World-first artificial neurons create potential
World-first artificial neurons create potential for bionic medicine
Artificial neurons on silicon chips that behave just like the real thing have been invented by a team of international scientists, including University of Auckland’s Professor Julian Paton.
In a major breakthrough, the researchers have successfully reproduced the electrical properties of biological neurons onto semiconductor chips.
The first-of-its-kind achievement gives enormous scope for medical devices to alleviate medical conditions such a neuronal degeneration, spinal cord injury and paralysis, and heart failure.
Critically, the artificial neurons not only behave just like biological neurons but only need one billionth the power of a microprocessor, making them ideally suited for use in medical implants and other bio-electronic devices.
The research team, led by the University of Bath and including researchers from the Universities of Auckland, Bristol and Zurich, describe the artificial neurons in a study published in Nature Communications.
Professor Paton, in the Department of Physiology in the University of Auckland’s Faculty of Medical and Health Sciences, said: “Replicating the response of neurons in bioelectronics that can be miniaturised and implanted is very exciting and opens up enormous opportunities for smarter medical devices that drive towards personalised medicine approaches to a range of diseases and disabilities; we are truly approaching a bionic era in medicine.”
Designing artificial neurons that respond to electrical signals from the nervous system like real neurons has been a major goal in medicine for decades, as it opens up the possibility of curing conditions where neurons are not working properly, or have had their processes severed as in spinal cord injury, or have died.
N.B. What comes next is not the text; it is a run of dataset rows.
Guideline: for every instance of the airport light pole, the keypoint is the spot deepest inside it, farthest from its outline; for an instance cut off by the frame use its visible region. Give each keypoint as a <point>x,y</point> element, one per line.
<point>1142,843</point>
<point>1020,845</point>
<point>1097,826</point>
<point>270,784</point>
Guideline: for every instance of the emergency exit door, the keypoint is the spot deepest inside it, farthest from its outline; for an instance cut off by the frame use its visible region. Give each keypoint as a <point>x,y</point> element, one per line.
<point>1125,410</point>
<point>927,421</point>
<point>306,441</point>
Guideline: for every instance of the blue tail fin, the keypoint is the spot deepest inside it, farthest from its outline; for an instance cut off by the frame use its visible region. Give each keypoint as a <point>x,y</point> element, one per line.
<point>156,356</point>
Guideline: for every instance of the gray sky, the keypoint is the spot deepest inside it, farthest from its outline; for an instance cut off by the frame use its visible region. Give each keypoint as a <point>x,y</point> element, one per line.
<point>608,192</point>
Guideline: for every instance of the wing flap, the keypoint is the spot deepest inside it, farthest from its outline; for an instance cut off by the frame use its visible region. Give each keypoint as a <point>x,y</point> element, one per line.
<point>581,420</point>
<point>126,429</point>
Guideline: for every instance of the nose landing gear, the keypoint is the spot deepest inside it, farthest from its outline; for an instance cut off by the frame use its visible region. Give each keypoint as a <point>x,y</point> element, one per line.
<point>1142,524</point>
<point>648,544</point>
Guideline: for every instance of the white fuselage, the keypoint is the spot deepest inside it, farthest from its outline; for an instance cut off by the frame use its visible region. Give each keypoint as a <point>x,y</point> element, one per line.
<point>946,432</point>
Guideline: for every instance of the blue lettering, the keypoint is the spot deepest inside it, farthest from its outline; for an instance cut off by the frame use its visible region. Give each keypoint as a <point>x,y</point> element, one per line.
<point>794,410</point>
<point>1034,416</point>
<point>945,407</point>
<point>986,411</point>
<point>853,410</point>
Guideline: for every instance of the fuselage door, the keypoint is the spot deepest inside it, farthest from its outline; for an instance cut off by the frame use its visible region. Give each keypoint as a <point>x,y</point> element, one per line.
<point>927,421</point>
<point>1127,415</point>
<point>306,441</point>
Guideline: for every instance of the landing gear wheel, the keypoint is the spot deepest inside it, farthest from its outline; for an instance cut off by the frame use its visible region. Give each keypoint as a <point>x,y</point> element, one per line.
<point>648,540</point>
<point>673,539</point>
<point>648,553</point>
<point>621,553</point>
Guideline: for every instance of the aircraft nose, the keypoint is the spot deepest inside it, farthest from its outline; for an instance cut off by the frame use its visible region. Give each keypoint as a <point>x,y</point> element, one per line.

Artificial neurons could repair diseased bio-circuits by replicating their healthy function and responding adequately to biological feedback to restore bodily function.
Professor Alain Nogaret, a physicist from the University of Bath, led the project. He said: “Until now neurons have been like black boxes, but we have managed to open the black box and peer inside. Our work is paradigm changing because it provides a robust method to reproduce the electrical properties of real neurons in minute detail.
“But it’s wider than that, because our neurons only need 140 nanoWatts of power. That’s a billionth the power requirement of a microprocessor, which other attempts to make synthetic neurons have used. This makes the neurons well suited for bio-electronic implants to treat chronic diseases.”
The researchers successfully modelled and derived equations to explain how neurons respond to electrical stimuli from other nerves. This is complicated by the fact that neurones are inherently ‘non-linear’ – in other words if a signal becomes twice as strong it shouldn’t necessarily elicit twice as big a reaction – it might be thrice bigger or only half the size.
They then designed silicon chips that accurately modelled biological ion channels, before proving that their silicon neurons precisely mimicked real, living neurons responding to a range of stimulations.
The researchers accurately replicated the complete dynamics of hippocampal neurons, which are crucial for learning and memory, and respiratory neurons that are essential for breathing, under a wide range of stimuli.
Co-author Professor Paton explains: “Our approach combines several breakthroughs. We can very accurately estimate the precise parameters that control any neurons behaviour with high certainty. We have created physical models of the hardware and demonstrated its ability to successfully mimic the behaviour of real living neurons. Effectively, we can mimic different types and functions of a wide range of complex mammalian neurons.”
Professor Giacomo Indiveri, another co-author on the study, from the University of Zurich added: “This work opens new horizons for neuromorphic chip design thanks to its unique approach to identifying crucial analogue circuit parameters.”
The study was funded by a European Union Horizon 2020 Future Emerging Technologies Programme grant and a doctoral studentship funded by the Engineering and Physical Sciences Research Council (ESPRC).